The most common way to mitigate phishing attacks is by warning end users that they have navigated to a phishing website, for which the browser must implement a blacklist system. These systems are responsible for matching the current navigation URL with a constantly updated list of blocked URLs -- otherwise known as a blacklist. Even though blacklists theoretically approach perfect accuracy over time for the URLs they know, it’s another story for unfamiliar URLs. By design, this problem cannot be solved easily. A malicious URL must become common and be seen in the system before being added. As such, blacklist performance should not be measured purely on detection performance, but rather as a percentage of phishing URLs against time.

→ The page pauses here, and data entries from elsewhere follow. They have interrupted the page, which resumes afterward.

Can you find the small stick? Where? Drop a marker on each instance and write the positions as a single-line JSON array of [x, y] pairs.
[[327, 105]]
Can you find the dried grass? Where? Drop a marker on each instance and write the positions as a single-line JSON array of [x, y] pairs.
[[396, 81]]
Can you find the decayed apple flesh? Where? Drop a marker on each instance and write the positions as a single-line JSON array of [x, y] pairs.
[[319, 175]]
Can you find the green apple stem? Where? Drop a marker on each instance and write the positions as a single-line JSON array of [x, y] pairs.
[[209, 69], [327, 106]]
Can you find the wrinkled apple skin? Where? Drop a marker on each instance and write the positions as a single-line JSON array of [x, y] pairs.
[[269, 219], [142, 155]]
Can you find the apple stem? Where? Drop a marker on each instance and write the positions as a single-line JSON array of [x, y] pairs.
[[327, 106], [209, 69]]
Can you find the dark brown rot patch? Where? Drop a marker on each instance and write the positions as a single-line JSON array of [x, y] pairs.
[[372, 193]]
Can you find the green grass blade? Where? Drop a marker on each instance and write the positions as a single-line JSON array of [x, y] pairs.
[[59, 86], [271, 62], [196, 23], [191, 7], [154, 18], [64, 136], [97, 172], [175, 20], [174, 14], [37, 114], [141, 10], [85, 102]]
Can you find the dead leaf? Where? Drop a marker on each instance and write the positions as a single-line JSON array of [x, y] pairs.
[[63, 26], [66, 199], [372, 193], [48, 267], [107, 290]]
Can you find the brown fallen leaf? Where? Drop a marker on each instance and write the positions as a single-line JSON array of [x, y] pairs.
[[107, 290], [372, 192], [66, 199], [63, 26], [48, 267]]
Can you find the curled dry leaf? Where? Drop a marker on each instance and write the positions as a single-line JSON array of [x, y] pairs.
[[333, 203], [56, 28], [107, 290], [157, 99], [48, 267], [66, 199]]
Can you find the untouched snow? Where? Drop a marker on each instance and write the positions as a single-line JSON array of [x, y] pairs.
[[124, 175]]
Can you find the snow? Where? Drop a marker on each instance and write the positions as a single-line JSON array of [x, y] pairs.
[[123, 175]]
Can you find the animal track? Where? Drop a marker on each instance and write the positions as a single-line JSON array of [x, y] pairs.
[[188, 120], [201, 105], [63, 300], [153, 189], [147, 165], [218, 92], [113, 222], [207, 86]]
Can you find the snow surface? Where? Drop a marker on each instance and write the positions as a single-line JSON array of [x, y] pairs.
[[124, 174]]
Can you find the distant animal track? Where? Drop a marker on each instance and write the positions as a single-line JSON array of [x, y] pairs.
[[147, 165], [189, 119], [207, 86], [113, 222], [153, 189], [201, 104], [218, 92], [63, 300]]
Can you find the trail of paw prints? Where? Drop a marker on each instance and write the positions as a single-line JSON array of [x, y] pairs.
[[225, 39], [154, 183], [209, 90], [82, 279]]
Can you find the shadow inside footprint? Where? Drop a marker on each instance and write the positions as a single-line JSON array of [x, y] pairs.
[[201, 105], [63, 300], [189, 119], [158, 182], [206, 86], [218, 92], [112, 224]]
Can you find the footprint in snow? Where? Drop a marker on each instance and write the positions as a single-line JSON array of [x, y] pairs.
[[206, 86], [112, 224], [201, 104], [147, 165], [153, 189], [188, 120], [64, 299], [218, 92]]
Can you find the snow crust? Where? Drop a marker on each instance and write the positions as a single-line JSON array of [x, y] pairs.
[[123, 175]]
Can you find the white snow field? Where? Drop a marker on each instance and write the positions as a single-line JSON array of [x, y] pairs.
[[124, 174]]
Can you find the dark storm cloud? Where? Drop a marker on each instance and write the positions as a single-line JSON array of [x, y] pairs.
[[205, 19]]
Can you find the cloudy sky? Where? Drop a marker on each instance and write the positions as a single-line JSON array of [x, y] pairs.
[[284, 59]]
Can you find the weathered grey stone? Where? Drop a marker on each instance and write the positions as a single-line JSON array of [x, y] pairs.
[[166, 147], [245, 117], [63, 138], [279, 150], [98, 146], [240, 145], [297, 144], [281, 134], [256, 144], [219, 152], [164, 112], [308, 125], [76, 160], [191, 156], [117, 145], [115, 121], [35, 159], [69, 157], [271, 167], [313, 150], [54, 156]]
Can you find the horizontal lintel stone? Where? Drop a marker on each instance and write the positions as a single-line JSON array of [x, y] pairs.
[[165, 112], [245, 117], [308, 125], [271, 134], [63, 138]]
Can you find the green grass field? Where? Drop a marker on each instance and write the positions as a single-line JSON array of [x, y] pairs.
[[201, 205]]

We quantified blacklist performance in terms of detection latency, which we believe is a truer metric for performance and real-world usability. We conducted our experiments on one of the most popular URL blacklists available. To test how fast a blacklist adds new threats, we defined start and stop points. Since both the highly qualified source and blacklist aren’t meant to be queried in real time, we defined a polling interval of five minutes for both systems. At the start of each time interval, the latest phishing URLs are stored, and if previously seen URLs appear on the blacklist for the first time they are time-stamped. Two weeks’ worth of data collection resulted in the following results.
- 22,500 phishing URLs were stored.
- 9,600 of these phishing URLS appeared at some point in time in the blacklist.
- 7,000 of those 9,600 were already in the blacklist when they first appeared in the source.
Below is a graph plotting the accumulated percentage of URLs detected by the blacklist over the course of time, starting with their first appearance in the source.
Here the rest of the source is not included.